With reference to the report You may pay more tax to fund quota (February 19), the education cess levied in 2004 provides funds for two key elementary education programme, the Sarva Shiksha Abhiyan and the mid-day meal scheme. The education cess proceeds are gathered in the Prarambhik Shiksha Kosh, which has been notified on August 30, 2006, and can be seen in the budget papers of the Government of India annually.
Upto November 2006, against a budget estimate of Rs 11,000 crore for SSA in 2006-07, Rs 8,493.59 cr (81.2 per cent) had been released by GoI to the state/UT SSA programmes. By February 15, 2007, the release to the states is at 96 per cent. Thus, to say that two-thirds of funds remained ‘unspent’ for SSA in the current year in first eight months is incorrect. By December 2006, the SSA had utilised up to 75 per cent. This figure was 60 per cent utilisation at end of September 2006. The reporter’s assumption that SSA is not utilising its funds is wrong.
By December 2006, the states/UTs had provided their state share to the extent of 29 per cent, which is well above the stipulated 25 per cent requirement of states’ contribution. Bihar, Jharkhand, Uttar Pradesh and West Bengal have always released their matching state contribution.
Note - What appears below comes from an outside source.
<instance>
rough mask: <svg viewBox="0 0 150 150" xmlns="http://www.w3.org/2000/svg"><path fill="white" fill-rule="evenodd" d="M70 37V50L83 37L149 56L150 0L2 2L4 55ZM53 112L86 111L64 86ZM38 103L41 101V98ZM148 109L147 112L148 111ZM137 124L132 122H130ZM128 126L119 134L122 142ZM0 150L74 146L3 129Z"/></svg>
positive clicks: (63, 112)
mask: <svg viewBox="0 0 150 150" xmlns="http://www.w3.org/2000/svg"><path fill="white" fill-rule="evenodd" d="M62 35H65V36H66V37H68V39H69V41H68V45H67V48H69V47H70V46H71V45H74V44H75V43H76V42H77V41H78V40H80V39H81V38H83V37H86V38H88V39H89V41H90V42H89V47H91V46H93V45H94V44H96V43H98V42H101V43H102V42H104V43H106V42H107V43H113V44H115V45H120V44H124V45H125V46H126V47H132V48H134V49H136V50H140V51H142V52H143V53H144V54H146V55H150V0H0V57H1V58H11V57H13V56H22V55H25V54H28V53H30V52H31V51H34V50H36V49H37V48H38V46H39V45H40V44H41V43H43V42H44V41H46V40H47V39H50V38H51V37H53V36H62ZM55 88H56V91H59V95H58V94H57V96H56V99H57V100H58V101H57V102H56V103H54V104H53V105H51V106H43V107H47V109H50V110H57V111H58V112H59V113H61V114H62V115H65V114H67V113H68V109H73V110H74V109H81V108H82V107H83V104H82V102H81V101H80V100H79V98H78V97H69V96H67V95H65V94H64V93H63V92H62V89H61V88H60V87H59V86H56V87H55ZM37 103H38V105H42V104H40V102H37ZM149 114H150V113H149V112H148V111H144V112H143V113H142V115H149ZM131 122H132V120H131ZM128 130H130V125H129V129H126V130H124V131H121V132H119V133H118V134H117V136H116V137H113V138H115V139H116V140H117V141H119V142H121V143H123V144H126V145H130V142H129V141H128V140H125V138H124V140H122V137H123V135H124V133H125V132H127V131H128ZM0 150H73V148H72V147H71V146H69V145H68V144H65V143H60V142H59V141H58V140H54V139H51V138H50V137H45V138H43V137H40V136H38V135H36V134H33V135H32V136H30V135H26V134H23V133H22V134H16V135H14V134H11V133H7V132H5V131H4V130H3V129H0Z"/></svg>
In 2005-06, the SSA budget utilisation was 97.03 per cent and not 55 per cent as written in the article.
DK Gautam, Ministry of HRD,Delhi
The detention of Ottavio Quattrochhi in Argentina is not incidental but done deliberately to pressurise the Indian government at a time when the Indian economy is doing well. The Opposition must realise we are more concerned about inflation and lack of infrastructure.
Praveen verma, Delhi
No God for terrorists
Prem Shankar Jha, in his article Ticket to ride (February 23), is right that the Samjhauta attack was to increase differences between India and Pakistan. Terrorists have no religion and no God.